História
Recém chegados de Aracaju-Sergipe, para cursar o 3º ano científico (2º Grau) no Colégio Arquediocesano de Ouro Preto, dirigido pelo padre José Filgueiras Rocha e Curso Anexo da Escola de Minas, os estudantes Kleber Farias Pinto, Francisco Carlos Pinheiro Faro, Arnobio Alves Vanus e Silvio Leite Neto convidaram o mineiro Guido Deodoro Jaques Penido para desistir de procurar lugar em repúblicas. Nenhuma delas aceitava admitir "BIXOS" não universitários. O negócio era fundar uma república. A maioria composta por Kleber, Faro e Arnobio, morava na Pensão Central, do Sr.

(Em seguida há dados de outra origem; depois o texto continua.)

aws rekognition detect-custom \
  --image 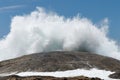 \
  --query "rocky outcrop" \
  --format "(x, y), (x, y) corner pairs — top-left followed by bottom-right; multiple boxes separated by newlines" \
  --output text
(109, 71), (120, 79)
(0, 75), (102, 80)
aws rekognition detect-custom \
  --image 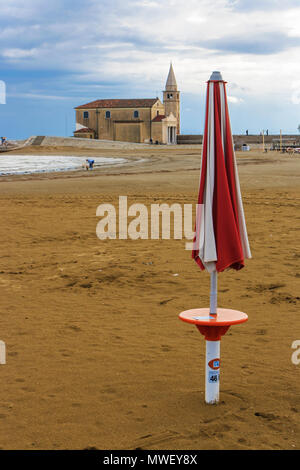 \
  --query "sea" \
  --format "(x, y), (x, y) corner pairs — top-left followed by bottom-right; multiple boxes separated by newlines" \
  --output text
(0, 153), (127, 176)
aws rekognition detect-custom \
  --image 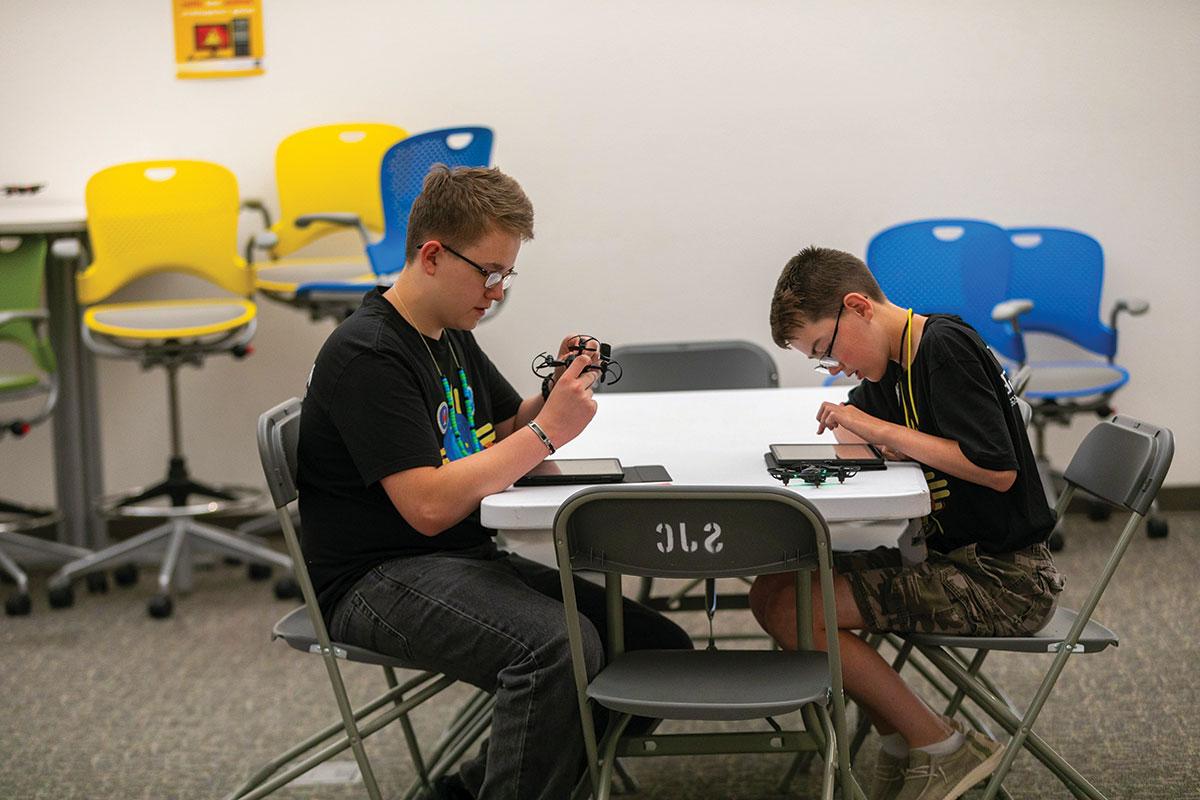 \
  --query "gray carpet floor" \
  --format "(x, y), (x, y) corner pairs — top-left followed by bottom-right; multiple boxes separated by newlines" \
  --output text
(0, 512), (1200, 800)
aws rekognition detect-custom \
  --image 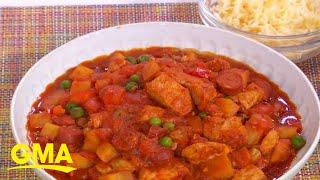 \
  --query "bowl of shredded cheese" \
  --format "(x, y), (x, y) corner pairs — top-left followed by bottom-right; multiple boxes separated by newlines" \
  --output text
(199, 0), (320, 62)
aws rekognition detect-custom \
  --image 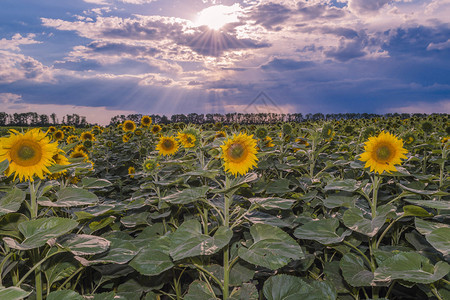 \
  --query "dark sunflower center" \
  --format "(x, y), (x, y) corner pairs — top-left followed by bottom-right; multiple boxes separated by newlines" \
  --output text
(228, 144), (245, 159)
(376, 146), (391, 160)
(17, 145), (36, 160)
(163, 140), (173, 149)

Carlos, na Rua São José (bem em frente ao local onde morava Tiradentes, onde depois o terreno foi salgado para que nem vegetação pudesse ali viver) em uma casa com térreo e dois andares. O terceiro andar ruiu anos depois e a restauração se deu só no térreo e primeiro andar. Todos ali chegaram na madrugada de janeiro de 1951, após sete horas de viagem na "Maria Fumaça" procedente de Belo Horizonte.

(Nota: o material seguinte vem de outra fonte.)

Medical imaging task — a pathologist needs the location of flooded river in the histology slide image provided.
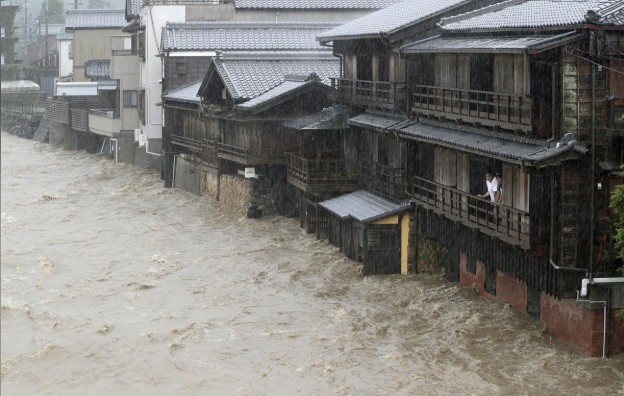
[1,132,624,396]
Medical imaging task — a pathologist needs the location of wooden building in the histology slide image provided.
[319,0,624,355]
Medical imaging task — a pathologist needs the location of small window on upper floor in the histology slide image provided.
[176,62,188,76]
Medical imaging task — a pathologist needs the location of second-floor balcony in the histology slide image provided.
[332,78,407,113]
[412,85,533,133]
[89,109,121,137]
[71,109,89,132]
[410,177,530,249]
[46,99,70,125]
[288,153,359,192]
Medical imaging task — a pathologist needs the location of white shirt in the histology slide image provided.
[485,177,498,202]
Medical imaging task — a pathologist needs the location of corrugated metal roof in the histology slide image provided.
[347,113,407,129]
[319,190,410,223]
[401,32,580,54]
[126,0,143,20]
[234,0,399,9]
[597,0,624,26]
[162,22,336,51]
[211,53,340,100]
[162,80,202,103]
[318,0,472,42]
[65,10,126,29]
[284,105,349,130]
[440,0,621,31]
[0,80,41,93]
[398,121,586,166]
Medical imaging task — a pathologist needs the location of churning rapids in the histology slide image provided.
[1,132,624,396]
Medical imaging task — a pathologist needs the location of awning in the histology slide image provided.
[398,121,587,167]
[284,106,349,131]
[319,190,410,223]
[97,80,117,91]
[400,32,581,54]
[347,113,408,129]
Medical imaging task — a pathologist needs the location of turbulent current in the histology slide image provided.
[0,132,624,396]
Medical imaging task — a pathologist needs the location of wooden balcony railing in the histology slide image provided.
[70,109,89,132]
[288,153,358,192]
[46,99,70,125]
[332,78,407,112]
[412,85,533,133]
[217,142,289,165]
[410,177,530,248]
[358,160,406,198]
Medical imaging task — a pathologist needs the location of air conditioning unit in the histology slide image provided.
[139,134,147,147]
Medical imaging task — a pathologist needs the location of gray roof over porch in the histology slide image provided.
[319,190,411,223]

Foi localizada, disponível para aluguel, a casa da rua Xavier da Veiga, 13, geminada à 15, de propriedade do Sargento Pimenta, dona Ercília Pimenta, Ana Pimenta e Maria José Pimenta. Tal localização trazia o inconveniente (ou vantagem) de ter seu acesso através da Zona de prostituição - Caminho Novo. Ali pontificavam grandes amigas como a professora Jacyra, Maria Forte (posteriormente elevada a categoria de governanta e cozinheira do Formigueiro - durante o dia), Maria Gasolina, Hilda, Maria Roxinha e o inesquecível Argemiro do Botequim "Pito Aceso" e do "Caixote em Pé".
Instalada a república coube ao Faro sugeir o nome Formigueiro, talvez por sua localização. Eram surpreendentes as instalações do chuveiro com água aquecida no fogão de lenha. Ficava no porão exatamente no meio do galinheiro onde viviam as galinhas honestas, nascidas de pintos chocados em casa, e as desonestas, roubadas, principalmente dos professores da Escola.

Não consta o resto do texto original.